Why C is Correct: Response bias occurs when an AI system's outputs are systematically skewed against certain groups, topics, or perspectives, reflecting biases embedded in training data or model design. This is a core risk addressed by responsible AI principles including fairness, non-discrimination, and explainability. Responsible AI frameworks mandate bias detection, assessment, and mitigation to ensure AI responses treat all users and groups equitably.

Why A is Wrong: Model drift describes the degradation of model performance over time as the distribution of real-world data diverges from the training data distribution. While an important operational concern, model drift is primarily a technical performance risk managed through MLOps and monitoring practices, not a core responsible AI governance concern.

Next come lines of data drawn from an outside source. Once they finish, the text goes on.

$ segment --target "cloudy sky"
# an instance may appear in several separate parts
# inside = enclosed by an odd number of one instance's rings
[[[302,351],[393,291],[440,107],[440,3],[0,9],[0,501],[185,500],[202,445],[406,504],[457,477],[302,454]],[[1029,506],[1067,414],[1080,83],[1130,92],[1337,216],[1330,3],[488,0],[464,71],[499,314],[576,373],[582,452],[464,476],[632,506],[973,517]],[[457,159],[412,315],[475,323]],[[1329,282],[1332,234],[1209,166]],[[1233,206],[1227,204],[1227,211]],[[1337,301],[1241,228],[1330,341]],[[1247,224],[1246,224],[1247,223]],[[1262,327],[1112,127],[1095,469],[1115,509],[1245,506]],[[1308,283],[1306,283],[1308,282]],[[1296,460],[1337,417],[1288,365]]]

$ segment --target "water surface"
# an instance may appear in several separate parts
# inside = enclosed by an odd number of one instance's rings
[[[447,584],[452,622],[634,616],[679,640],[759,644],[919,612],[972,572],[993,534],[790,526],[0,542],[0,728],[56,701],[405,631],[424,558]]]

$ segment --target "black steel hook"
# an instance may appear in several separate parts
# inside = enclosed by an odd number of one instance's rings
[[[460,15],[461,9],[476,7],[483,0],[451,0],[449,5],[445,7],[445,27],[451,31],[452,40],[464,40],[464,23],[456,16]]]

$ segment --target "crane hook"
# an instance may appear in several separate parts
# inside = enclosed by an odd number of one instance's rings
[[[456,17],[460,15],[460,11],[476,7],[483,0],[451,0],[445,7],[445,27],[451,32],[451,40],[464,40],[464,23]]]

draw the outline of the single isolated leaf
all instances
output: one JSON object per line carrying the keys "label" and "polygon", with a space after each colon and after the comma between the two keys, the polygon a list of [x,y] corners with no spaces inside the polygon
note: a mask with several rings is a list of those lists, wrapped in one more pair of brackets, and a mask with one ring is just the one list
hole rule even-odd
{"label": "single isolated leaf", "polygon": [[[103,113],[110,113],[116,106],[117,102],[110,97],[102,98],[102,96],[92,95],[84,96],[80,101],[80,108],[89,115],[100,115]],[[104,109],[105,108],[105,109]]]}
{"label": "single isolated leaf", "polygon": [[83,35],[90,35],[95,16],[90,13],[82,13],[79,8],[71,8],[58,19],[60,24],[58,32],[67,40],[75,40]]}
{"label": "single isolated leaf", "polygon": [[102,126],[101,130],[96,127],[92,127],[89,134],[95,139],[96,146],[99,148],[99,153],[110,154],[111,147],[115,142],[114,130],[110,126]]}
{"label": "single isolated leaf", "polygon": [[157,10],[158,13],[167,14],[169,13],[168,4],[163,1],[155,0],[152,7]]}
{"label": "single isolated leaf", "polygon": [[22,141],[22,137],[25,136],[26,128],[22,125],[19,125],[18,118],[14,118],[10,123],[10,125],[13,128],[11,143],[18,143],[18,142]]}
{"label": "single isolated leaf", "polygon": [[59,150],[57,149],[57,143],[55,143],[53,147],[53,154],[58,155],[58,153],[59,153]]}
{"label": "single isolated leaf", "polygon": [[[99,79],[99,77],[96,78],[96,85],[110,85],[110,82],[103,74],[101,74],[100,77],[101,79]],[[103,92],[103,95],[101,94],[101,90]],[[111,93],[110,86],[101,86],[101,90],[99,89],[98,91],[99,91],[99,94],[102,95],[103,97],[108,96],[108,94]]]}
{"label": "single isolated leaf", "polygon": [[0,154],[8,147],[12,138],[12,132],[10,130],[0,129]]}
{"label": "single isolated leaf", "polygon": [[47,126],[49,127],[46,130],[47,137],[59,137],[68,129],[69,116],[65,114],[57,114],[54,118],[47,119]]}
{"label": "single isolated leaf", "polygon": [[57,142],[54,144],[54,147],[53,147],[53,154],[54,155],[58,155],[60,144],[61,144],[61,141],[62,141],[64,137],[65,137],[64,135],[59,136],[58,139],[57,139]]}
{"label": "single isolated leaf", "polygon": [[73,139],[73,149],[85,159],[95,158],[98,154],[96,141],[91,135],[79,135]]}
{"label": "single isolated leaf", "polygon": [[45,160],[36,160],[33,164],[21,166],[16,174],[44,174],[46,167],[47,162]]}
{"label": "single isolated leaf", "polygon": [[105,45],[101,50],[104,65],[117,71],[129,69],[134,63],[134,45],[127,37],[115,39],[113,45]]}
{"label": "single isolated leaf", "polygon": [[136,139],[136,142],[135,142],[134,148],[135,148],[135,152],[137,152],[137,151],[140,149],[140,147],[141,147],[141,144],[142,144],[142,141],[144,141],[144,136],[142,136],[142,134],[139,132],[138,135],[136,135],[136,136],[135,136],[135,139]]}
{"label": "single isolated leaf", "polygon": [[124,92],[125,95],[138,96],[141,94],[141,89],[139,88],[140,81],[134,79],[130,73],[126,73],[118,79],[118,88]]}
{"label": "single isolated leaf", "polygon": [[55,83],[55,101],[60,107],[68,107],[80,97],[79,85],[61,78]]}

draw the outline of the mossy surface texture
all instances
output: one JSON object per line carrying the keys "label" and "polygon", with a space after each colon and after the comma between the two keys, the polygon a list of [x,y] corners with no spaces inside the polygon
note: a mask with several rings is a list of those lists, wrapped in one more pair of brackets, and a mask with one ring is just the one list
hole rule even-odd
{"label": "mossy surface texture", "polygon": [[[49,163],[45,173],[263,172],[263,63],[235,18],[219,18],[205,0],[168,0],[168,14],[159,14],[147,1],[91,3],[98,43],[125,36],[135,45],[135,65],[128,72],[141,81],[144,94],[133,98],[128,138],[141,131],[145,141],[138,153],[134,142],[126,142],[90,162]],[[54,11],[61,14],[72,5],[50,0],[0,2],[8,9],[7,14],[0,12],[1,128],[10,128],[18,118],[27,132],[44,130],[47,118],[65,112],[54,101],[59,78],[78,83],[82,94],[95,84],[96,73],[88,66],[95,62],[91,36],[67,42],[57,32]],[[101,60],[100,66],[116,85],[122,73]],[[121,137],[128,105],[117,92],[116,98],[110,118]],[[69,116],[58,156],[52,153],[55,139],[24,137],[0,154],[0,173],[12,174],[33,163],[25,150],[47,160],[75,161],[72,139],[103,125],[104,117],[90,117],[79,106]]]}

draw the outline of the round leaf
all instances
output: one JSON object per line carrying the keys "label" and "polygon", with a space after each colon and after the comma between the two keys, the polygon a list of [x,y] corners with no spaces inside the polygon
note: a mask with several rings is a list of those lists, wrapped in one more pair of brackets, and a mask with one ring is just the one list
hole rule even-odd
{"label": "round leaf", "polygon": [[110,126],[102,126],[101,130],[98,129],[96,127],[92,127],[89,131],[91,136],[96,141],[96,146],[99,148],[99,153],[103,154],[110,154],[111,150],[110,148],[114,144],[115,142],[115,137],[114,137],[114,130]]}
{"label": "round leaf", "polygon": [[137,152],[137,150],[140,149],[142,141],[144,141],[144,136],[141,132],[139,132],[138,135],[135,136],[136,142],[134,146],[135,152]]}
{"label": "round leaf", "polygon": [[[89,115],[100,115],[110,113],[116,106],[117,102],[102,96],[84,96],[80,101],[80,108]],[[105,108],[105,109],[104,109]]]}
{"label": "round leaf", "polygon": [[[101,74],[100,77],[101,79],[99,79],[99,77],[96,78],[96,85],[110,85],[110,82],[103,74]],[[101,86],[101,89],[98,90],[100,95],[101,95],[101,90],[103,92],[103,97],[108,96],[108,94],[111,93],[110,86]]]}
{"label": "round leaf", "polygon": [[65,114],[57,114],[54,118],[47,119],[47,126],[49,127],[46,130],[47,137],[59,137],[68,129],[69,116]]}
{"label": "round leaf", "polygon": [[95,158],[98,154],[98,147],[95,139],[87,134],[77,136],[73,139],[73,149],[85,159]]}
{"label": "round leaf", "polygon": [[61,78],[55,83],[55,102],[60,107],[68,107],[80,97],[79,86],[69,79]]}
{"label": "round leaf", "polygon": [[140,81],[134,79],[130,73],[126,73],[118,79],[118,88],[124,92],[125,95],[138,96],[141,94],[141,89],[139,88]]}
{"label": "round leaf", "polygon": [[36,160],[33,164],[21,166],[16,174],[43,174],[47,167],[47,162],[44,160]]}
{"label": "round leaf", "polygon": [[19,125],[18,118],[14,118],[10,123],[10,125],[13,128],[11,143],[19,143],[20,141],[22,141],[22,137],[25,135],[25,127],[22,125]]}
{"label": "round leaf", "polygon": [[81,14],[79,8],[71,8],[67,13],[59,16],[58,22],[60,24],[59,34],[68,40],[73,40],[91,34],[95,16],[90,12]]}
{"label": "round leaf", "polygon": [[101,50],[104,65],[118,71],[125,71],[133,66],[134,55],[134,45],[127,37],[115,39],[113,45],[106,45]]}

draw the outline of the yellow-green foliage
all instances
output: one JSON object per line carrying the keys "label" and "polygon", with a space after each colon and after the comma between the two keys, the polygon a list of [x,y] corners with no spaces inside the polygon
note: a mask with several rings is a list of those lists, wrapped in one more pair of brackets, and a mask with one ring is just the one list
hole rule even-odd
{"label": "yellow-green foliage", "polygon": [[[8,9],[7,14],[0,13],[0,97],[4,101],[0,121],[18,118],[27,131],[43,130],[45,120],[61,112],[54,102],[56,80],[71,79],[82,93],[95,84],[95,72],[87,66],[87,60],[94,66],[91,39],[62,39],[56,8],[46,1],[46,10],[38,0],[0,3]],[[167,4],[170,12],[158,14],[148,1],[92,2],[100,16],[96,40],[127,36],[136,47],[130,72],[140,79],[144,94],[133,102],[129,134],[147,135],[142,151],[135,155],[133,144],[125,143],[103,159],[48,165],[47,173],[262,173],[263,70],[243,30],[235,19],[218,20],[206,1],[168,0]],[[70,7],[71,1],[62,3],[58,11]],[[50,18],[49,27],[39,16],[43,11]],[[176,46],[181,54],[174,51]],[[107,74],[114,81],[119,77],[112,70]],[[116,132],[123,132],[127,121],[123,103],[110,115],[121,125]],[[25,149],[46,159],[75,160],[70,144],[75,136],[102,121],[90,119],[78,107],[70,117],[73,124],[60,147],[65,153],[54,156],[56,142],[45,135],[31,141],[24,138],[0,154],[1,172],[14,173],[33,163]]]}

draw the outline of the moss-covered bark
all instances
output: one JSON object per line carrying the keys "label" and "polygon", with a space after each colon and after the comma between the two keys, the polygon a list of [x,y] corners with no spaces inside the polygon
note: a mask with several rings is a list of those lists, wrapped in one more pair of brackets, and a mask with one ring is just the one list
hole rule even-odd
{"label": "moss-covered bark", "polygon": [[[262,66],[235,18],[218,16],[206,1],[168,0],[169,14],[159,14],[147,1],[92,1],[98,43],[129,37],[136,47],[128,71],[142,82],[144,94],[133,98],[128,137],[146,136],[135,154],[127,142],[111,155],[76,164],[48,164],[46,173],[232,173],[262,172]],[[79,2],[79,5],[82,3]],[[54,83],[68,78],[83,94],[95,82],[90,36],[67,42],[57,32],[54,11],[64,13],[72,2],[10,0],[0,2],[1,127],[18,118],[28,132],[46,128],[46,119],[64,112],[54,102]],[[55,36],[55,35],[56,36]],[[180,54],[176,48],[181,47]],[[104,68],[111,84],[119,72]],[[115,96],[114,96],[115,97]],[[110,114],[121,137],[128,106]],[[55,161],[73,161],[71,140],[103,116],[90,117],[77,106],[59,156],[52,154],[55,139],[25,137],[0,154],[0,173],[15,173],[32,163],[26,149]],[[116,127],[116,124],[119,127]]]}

Why B is Wrong: Reputational loss is a business risk consequence that may result from various AI failures including biased outputs or privacy violations. It is an outcome or impact rather than a specific risk category that responsible AI frameworks directly address.

Why D is Wrong: Data poisoning is a security attack where adversaries corrupt AI training data to manipulate model behavior. This is a cybersecurity threat managed through security controls and data integrity protections rather than responsible AI ethical governance frameworks focused on fairness and accountability.